Solved: Why is the RMSE so high in this DSD analysis

Danijel_V · Jul 7, 2017 08:59 PM

Hi,

I am new to DOE and Definitive Screening Design, that is why I am having some questions regarding the analysis of DSD. I am using JMP 13.

I want to find significant factors in the process of spherical crystallization. I did Definitive Screening Design with 6 factors on three levels, with four additional runs (2 fake factors). I am measuring several different responses. The design evaluation shows me, that I have good statistical power. However, when I try to analyse the results using Fit Definitive Screening, I get none or one at best significant main effects. As a consequence, I also get none significant second order effects (see the added photo below, right). I think the reason for that is very high RMSE. I was learning how to do Fit Defintive Screening on the example shown in the JMP tutorial (file Extraction 3, see added photo below, left). When I analysed the example I got the same results as shown in the tutorial. I also noticed, that in analysing extraction 3 RMSE was much lower, although responses in Extraction 3 and in my experiment were approximately the same size, since both of responses are Yield.

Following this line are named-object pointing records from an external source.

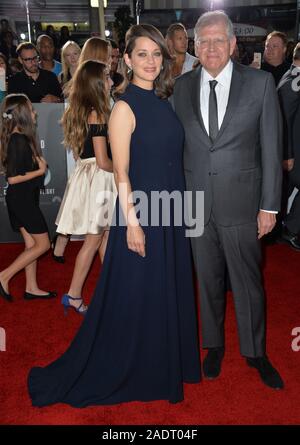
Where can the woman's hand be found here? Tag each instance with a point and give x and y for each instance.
(136, 240)
(42, 164)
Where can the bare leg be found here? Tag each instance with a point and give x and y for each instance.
(30, 270)
(82, 266)
(61, 244)
(41, 245)
(102, 248)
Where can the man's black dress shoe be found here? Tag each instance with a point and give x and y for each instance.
(212, 363)
(5, 295)
(267, 372)
(29, 296)
(290, 238)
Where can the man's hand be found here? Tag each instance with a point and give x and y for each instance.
(288, 164)
(266, 222)
(49, 98)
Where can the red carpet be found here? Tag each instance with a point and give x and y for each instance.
(37, 332)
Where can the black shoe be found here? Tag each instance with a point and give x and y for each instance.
(29, 296)
(58, 259)
(290, 238)
(212, 363)
(5, 295)
(267, 372)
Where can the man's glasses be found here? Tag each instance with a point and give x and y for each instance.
(31, 59)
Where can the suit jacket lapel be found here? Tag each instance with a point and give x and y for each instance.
(234, 98)
(195, 98)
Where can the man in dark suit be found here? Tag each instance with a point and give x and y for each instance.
(232, 123)
(289, 97)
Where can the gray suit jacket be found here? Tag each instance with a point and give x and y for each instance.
(241, 172)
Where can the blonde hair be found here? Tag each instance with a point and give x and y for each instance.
(87, 92)
(65, 66)
(15, 113)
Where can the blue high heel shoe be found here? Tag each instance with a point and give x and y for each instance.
(65, 301)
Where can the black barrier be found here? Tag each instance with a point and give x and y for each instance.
(50, 136)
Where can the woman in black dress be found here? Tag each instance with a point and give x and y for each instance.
(24, 169)
(138, 340)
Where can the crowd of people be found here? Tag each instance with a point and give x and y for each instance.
(154, 118)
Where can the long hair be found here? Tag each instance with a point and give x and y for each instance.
(65, 66)
(15, 113)
(164, 83)
(88, 92)
(95, 48)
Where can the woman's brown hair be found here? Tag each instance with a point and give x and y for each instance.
(95, 48)
(164, 83)
(88, 92)
(64, 63)
(15, 112)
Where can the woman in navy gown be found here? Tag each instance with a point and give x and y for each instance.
(138, 341)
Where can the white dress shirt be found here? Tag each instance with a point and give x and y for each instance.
(222, 90)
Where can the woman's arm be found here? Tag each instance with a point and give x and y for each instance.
(121, 126)
(100, 149)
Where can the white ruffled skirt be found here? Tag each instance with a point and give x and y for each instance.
(89, 199)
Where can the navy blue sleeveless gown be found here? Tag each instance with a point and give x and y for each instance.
(138, 341)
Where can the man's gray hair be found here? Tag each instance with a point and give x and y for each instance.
(212, 18)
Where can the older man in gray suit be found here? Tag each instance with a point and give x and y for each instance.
(233, 153)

I don't understand how is it possible that the difference in the RMSE is so big. If you look at the distributon in main effect plot, you can see, that the distribution in my experiment is similar, if not a bit narrower that the distribution in Extraction 3. I also calculated RMSE using Fit Y by X tool, where I got bigger RMSE in Extraction 3 (around 20) than in my experiment (around 18). That's why it looks like the analysis with Fit Definitive Screening makes the difference.

Am I missing something?

Should I do some preanalysis processes with my data prior to Fit Definitive Screening?

Or do I really have an experiment with big RMSE. If so, is it possible to fix that?

Thank you.

Danijel

Mark_Bailey · Jul 8, 2017 11:02 AM

Thank you for a careful explanation of your situation and your question. We will try to help you based on your explanation.

Yes, the biggest difference between the tutorial example and your experiment is the RMSE. This difference means lower power. It means that the t ratios for testing the parameter estimates against zero will be smaller by a factor of 9.6 for equivalent estimates, and accordingly have much higher p-values. (This decrease in t ratio or increase in p-value is equivalent to lower power.)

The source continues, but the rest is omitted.